It’s native to the mountains of Europe.
A little factoid: every part of the tree is poisonous. So don’t go making gin out of it, only Jin.
It’s a great old specimen with great deadwood.
It looks good in the exhibit.
The next tree is a Japanese black pine with a dead tree in it.
That’s the back of the tree above.
Below, the front (sounds a bit philosophical)
The next tree is another hackberry, but a grove this time.
By my friend Bobby.
And the next tree is a fine Brazilian Raintree specimen by the incomparable Reggie
Sweet tree, when I post about the maintenance session I’ll get a close up of the trunk.
Next we have two trees, on the left, Ed’s juniper, the right, Hiram’s bunjin cypress, a pond cypress I believe.
Hiram’s tree is in the pond so it photographs well:
But Ed’s is in the non photogenic zen garden.
Ugg, sorry Ed.
In the home stretch now, the next tree is a bougie that looks good on this bench
But looks awesome on the stand.
It and the next ficus are also Old Florida Bonsai trees.
The trees are Richard’s, his brother’s and Richard’s sons trees. A very talented family.
The irony in this whole episode is that I didn’t get a good pic of Paul’s tree, a wrightia religiosa or my own tree, a neea buxifolia.
Ironic in my case because it’s my blog and in Paul’s case because he’s a professional photographer.
Paul (from YouTube fame on OrlandoBonsaiTV) promises me some good pics soon.
I enjoy the trees but I also enjoy the people and all the partying…..uh, the serious discussions we have when we meet to install the trees.
These next pics are some of my favorites:
Hiram had a great time at the exhibit’s installation.

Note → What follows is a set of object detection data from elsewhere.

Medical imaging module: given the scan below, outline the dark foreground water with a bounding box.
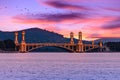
[0,53,120,80]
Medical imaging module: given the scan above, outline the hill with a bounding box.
[0,28,80,43]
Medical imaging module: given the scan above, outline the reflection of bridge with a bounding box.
[15,31,103,53]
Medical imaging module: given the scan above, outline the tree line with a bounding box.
[0,39,15,51]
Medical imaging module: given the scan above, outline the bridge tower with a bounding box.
[92,40,95,48]
[14,32,19,46]
[70,32,74,44]
[100,40,103,52]
[20,31,27,53]
[77,32,84,52]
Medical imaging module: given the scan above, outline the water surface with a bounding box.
[0,53,120,80]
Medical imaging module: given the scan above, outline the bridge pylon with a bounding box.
[99,40,103,52]
[14,32,19,46]
[19,31,27,53]
[92,40,95,48]
[70,32,74,44]
[77,32,84,52]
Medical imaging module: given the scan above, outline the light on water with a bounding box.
[0,53,120,80]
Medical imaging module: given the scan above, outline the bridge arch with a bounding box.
[27,46,74,52]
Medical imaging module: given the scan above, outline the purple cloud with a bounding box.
[45,1,90,10]
[102,17,120,29]
[13,13,87,22]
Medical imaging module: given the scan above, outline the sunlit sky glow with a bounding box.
[0,0,120,39]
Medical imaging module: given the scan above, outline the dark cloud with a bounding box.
[13,13,86,22]
[102,17,120,29]
[86,33,102,38]
[45,1,90,10]
[103,7,120,13]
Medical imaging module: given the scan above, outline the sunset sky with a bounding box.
[0,0,120,40]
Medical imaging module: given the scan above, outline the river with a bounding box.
[0,53,120,80]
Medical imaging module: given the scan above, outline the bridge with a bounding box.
[14,31,106,53]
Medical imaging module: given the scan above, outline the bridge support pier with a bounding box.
[76,32,84,53]
[19,31,27,53]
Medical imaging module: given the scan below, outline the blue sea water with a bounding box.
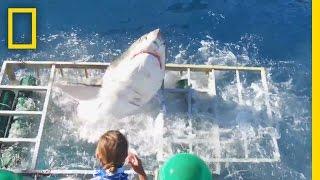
[0,0,311,179]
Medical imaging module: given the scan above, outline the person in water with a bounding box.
[93,130,147,180]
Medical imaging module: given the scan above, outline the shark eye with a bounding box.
[153,41,159,48]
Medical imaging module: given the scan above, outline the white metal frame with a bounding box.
[0,61,280,177]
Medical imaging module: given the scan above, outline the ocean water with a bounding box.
[0,0,311,179]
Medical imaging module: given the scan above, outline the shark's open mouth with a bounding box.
[133,51,162,69]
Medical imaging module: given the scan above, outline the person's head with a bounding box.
[96,130,128,172]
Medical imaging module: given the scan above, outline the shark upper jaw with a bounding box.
[132,50,163,69]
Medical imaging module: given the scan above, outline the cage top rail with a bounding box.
[4,61,264,72]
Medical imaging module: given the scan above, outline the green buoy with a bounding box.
[0,90,15,137]
[0,169,23,180]
[158,153,212,180]
[19,75,37,97]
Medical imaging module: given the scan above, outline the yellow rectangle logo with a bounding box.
[8,8,37,49]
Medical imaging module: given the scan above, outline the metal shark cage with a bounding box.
[0,61,280,179]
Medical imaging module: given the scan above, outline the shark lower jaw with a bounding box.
[132,51,163,69]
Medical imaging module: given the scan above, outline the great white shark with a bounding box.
[54,29,166,124]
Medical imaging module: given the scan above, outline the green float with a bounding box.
[0,90,15,137]
[158,153,212,180]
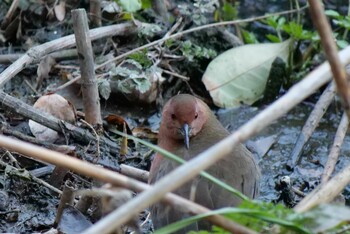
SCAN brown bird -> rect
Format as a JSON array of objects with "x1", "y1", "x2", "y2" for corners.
[{"x1": 149, "y1": 94, "x2": 260, "y2": 233}]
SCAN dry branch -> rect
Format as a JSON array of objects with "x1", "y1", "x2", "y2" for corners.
[
  {"x1": 287, "y1": 82, "x2": 335, "y2": 170},
  {"x1": 308, "y1": 0, "x2": 350, "y2": 119},
  {"x1": 322, "y1": 113, "x2": 349, "y2": 183},
  {"x1": 72, "y1": 9, "x2": 102, "y2": 126},
  {"x1": 0, "y1": 22, "x2": 137, "y2": 87},
  {"x1": 0, "y1": 135, "x2": 255, "y2": 233}
]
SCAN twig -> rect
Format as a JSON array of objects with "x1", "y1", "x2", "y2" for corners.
[
  {"x1": 162, "y1": 69, "x2": 190, "y2": 81},
  {"x1": 0, "y1": 90, "x2": 119, "y2": 154},
  {"x1": 0, "y1": 22, "x2": 137, "y2": 87},
  {"x1": 81, "y1": 120, "x2": 101, "y2": 162},
  {"x1": 54, "y1": 180, "x2": 75, "y2": 227},
  {"x1": 120, "y1": 164, "x2": 149, "y2": 182},
  {"x1": 308, "y1": 0, "x2": 350, "y2": 119},
  {"x1": 0, "y1": 135, "x2": 256, "y2": 233},
  {"x1": 321, "y1": 113, "x2": 349, "y2": 183},
  {"x1": 51, "y1": 6, "x2": 307, "y2": 92},
  {"x1": 72, "y1": 8, "x2": 102, "y2": 126},
  {"x1": 287, "y1": 82, "x2": 335, "y2": 170},
  {"x1": 84, "y1": 41, "x2": 350, "y2": 234},
  {"x1": 1, "y1": 0, "x2": 20, "y2": 29},
  {"x1": 0, "y1": 160, "x2": 62, "y2": 194}
]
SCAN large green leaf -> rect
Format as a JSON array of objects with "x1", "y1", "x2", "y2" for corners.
[{"x1": 202, "y1": 40, "x2": 291, "y2": 108}]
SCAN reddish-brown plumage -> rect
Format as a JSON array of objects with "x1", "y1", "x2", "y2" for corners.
[{"x1": 149, "y1": 94, "x2": 260, "y2": 233}]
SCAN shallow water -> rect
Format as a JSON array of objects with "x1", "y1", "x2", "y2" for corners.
[{"x1": 217, "y1": 103, "x2": 350, "y2": 202}]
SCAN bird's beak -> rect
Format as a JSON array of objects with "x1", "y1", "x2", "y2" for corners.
[{"x1": 183, "y1": 123, "x2": 190, "y2": 149}]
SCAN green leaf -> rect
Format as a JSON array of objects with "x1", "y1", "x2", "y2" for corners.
[
  {"x1": 141, "y1": 0, "x2": 152, "y2": 9},
  {"x1": 202, "y1": 40, "x2": 290, "y2": 108},
  {"x1": 222, "y1": 1, "x2": 237, "y2": 21},
  {"x1": 154, "y1": 201, "x2": 311, "y2": 234},
  {"x1": 119, "y1": 0, "x2": 142, "y2": 13}
]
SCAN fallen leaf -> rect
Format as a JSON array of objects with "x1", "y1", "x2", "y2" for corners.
[
  {"x1": 29, "y1": 94, "x2": 76, "y2": 143},
  {"x1": 202, "y1": 40, "x2": 290, "y2": 108}
]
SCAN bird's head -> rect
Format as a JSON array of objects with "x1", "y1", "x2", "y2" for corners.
[{"x1": 160, "y1": 94, "x2": 208, "y2": 149}]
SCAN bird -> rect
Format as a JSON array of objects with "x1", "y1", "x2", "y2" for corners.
[{"x1": 148, "y1": 94, "x2": 260, "y2": 233}]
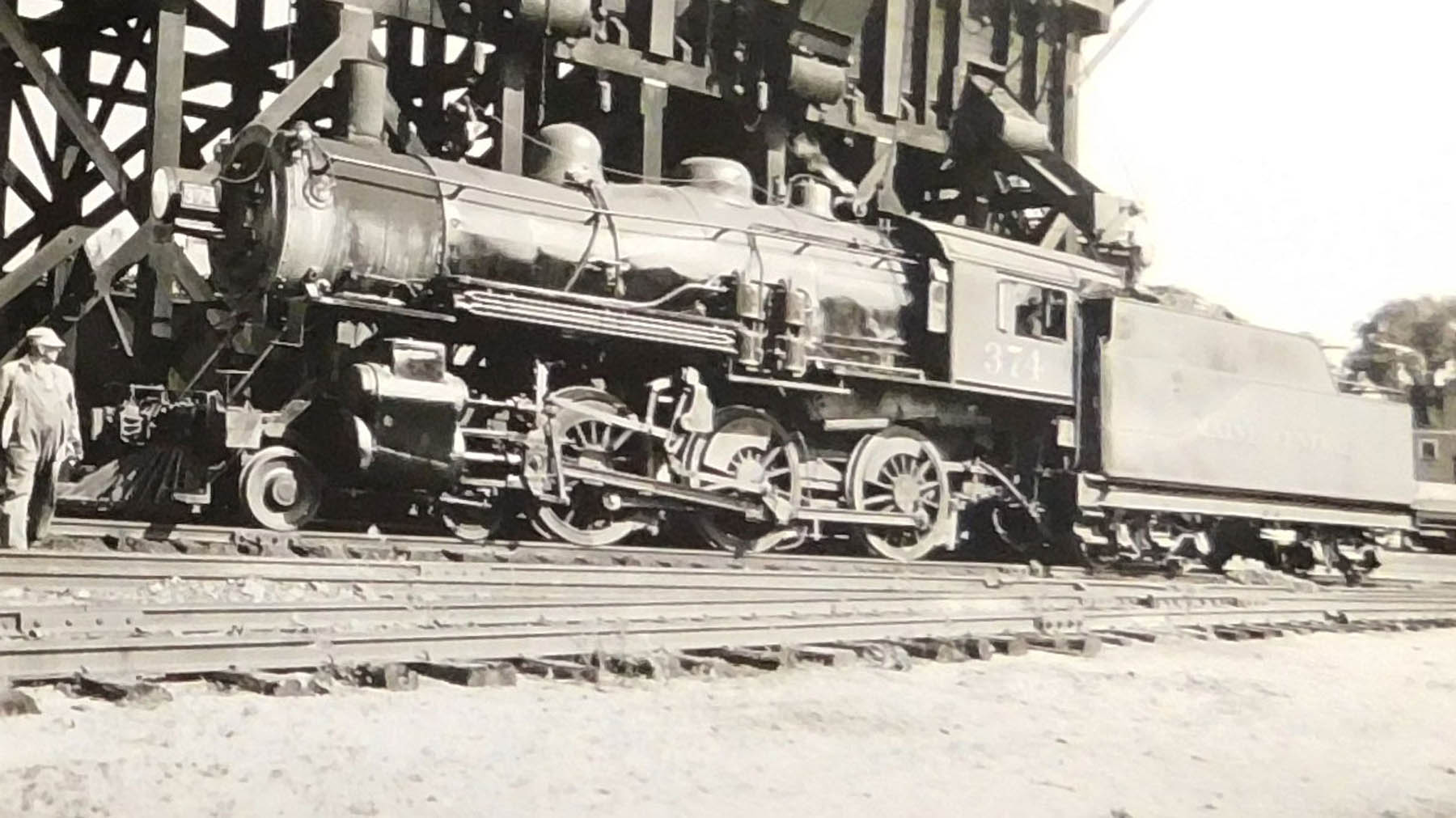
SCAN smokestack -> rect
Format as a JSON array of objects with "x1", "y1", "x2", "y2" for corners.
[{"x1": 339, "y1": 60, "x2": 386, "y2": 142}]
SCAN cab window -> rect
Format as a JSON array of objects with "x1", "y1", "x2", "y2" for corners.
[{"x1": 999, "y1": 281, "x2": 1067, "y2": 341}]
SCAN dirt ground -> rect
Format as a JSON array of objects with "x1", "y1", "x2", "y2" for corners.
[{"x1": 0, "y1": 630, "x2": 1456, "y2": 818}]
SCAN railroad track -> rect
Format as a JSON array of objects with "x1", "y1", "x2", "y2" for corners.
[
  {"x1": 0, "y1": 585, "x2": 1456, "y2": 681},
  {"x1": 51, "y1": 518, "x2": 1187, "y2": 578},
  {"x1": 0, "y1": 553, "x2": 1456, "y2": 680},
  {"x1": 0, "y1": 521, "x2": 1456, "y2": 681}
]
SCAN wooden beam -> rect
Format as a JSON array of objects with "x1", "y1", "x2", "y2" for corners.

He said he felt like it was all a dream.
I couldn’t hardly get Bobby away from his tree to photograph it.
But I did catch him photographing his tree-
while Richard and his son look at their ficus in Hiram’s wife’s camera.
And the two old guys, Randy and David, laughing at them.
Installing the trees in the zen garden.
And the final shot, stolen from Paul on Facebook, the guests taking pics and enjoying the trees.
Which is why we do it, after all, to spread the art of bonsai to the world.
If you are in Florida, I recommend seeing the exhibit.